While Castro's fried calamari was light on the batter and heavy on the fried, and a vegetable and anchovy-paste stew called pinakbet was light on anchovy flavor and heavy on undercooked bitter melon, most of his food successfully bridged the gap between old-country and new, and between homey and dressed-up.
Fresh lumpia—thin wheat crepes wrapped around bean sprouts, tofu cubes, and shredded vegetables—were drizzled with a sweet peanut sauce that coated their crunch without making the crepe sticky and cloying. I've spent entire meals at Filipino restaurants trying not to pierce my cheek with the bones in Southeast Asian milkfish, but in Kawali Grill's sinigang, boneless strips of the white fish lent a rivery backnote to the transparent, tomato-rouged broth they floated in. Clean and tart with tamarind, the soup was a good foil for the now-mythical pandan fried chicken we ordered with it. Castro marinated the chicken in coconut and pandan leaves so the meat picked up their round, grassy flavors, then coated the chicken evenly in panko and fried it golden, stacking up the chicken on a bright-red pool of spicy syrup. It was worth every bit of buzz I'd heard about it. For dessert, his bibingka—an eggy rice-flour cake the texture of which, at the midpoint between mochi and flan, I inexplicably love—was topped with toasted coconut and served with a creamy rum-and-vanilla sauce.

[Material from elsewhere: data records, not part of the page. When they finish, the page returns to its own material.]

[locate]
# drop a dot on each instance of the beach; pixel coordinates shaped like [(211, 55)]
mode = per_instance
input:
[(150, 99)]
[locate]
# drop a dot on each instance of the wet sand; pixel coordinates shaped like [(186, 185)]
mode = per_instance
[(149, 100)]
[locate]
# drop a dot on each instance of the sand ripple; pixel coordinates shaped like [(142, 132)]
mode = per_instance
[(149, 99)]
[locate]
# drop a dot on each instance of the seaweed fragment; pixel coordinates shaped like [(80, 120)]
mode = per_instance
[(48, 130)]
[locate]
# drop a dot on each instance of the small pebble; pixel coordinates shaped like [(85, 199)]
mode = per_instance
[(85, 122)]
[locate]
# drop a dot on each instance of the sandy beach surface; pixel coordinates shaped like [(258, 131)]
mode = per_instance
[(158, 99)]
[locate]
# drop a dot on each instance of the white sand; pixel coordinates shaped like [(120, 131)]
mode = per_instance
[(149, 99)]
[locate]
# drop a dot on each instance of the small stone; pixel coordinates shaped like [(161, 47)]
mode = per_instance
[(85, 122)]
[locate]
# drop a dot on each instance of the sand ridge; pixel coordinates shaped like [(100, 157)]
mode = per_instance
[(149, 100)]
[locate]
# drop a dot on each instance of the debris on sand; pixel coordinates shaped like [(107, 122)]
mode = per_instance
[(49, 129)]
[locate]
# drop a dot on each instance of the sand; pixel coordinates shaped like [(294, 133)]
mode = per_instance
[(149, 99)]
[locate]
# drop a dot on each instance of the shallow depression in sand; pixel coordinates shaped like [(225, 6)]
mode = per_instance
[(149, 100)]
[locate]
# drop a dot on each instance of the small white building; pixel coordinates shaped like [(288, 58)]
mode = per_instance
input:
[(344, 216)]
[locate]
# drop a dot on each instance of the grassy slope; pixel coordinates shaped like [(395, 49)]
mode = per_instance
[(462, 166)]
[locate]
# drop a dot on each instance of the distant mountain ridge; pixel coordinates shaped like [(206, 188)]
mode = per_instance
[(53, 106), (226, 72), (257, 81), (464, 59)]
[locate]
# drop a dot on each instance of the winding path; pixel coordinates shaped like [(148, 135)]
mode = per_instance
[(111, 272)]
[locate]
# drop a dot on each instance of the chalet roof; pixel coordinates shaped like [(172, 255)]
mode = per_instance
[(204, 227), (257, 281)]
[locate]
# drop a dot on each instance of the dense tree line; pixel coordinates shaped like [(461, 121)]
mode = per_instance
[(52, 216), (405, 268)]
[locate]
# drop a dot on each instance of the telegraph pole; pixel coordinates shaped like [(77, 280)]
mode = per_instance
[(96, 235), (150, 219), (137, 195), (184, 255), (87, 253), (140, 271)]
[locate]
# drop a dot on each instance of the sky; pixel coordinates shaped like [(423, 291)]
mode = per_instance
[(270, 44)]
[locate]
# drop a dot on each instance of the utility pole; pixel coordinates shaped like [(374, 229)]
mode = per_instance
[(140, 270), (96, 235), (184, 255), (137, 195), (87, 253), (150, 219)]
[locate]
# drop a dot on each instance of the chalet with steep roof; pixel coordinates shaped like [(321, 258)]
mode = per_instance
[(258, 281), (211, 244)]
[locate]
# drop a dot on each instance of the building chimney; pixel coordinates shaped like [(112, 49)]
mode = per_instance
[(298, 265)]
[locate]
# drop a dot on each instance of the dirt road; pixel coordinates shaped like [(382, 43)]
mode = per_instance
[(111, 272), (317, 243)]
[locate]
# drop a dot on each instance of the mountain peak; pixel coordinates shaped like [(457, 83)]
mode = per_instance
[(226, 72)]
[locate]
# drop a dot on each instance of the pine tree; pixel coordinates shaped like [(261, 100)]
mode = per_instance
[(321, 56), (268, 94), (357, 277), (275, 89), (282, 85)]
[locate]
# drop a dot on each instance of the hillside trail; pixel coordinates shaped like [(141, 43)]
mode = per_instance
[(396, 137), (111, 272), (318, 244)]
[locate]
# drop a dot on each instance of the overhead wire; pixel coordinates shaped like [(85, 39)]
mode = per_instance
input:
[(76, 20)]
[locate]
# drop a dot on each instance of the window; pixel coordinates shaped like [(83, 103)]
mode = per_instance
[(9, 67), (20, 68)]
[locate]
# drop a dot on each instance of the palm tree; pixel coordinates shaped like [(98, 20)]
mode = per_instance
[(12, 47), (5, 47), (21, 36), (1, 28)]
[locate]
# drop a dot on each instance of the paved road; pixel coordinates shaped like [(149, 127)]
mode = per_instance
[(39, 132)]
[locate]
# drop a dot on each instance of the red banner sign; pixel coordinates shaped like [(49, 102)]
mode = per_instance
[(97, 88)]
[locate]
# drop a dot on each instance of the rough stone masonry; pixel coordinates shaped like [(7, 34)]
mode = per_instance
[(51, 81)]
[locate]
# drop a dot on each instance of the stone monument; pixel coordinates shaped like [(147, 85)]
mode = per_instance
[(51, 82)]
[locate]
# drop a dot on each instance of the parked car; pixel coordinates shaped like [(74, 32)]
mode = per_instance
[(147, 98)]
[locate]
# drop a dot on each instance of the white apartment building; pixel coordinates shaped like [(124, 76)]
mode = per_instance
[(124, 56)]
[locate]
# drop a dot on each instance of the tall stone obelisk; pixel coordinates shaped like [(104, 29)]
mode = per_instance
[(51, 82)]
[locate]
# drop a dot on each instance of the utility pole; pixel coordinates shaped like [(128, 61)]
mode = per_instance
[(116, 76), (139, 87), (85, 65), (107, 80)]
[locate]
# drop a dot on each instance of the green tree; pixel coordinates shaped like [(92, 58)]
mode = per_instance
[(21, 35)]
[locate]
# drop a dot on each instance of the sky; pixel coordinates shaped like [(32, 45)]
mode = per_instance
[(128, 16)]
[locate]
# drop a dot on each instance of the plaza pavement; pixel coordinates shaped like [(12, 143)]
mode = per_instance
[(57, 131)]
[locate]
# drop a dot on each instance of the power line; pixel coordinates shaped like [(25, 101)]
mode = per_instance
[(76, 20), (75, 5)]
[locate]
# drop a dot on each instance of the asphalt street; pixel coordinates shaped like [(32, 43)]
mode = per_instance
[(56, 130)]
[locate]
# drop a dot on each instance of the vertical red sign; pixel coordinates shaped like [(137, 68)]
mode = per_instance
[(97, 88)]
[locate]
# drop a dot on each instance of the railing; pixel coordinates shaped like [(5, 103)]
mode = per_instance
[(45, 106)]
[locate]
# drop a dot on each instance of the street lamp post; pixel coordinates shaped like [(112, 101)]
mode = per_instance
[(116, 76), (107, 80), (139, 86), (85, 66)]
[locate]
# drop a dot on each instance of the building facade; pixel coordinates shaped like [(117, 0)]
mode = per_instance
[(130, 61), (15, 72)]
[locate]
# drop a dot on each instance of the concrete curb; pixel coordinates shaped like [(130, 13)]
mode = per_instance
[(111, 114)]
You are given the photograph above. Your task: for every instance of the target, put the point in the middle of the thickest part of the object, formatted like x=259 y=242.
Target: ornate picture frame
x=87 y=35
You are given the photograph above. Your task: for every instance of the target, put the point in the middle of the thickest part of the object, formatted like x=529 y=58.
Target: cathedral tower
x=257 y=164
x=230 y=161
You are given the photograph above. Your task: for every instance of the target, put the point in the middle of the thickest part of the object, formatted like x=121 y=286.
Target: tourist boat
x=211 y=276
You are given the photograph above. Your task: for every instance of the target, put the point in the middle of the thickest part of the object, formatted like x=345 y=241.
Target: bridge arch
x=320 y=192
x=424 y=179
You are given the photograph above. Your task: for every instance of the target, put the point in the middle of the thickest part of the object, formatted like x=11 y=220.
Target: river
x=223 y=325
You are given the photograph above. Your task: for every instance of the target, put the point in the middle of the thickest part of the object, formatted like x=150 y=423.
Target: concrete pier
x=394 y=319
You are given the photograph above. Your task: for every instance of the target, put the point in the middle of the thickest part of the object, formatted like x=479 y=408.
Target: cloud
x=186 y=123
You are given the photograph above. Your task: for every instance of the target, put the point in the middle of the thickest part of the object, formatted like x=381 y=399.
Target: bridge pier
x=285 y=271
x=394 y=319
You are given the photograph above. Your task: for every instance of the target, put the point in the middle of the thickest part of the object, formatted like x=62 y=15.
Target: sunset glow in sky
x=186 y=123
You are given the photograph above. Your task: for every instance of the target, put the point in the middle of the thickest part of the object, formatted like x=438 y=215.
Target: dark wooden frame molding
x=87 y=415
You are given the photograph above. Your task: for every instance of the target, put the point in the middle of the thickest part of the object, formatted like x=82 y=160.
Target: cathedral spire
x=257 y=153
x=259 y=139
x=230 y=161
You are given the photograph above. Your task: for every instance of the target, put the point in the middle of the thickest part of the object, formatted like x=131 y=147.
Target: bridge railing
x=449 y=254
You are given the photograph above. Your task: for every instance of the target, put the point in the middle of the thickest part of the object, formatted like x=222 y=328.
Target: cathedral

The rush for tables clearly reflected a local need for a place like Castro's. Despite the fact that Filipino-Americans make up 4.1 percent of the city's population, more than any other Asian subgroup, Seattle only has seven or eight Filipino restaurants. And all of Kawali Grill's competitors are casual turo-turos. Turo-turo means "point-point," which is what you do when you're standing in front of a steam table, showing the counter person what to put on your combo plate. None of these restaurants has waiters who take your order and refill your water glass, let alone serves $10 entrees on oversized white plates, garnished with swirly plantain chips.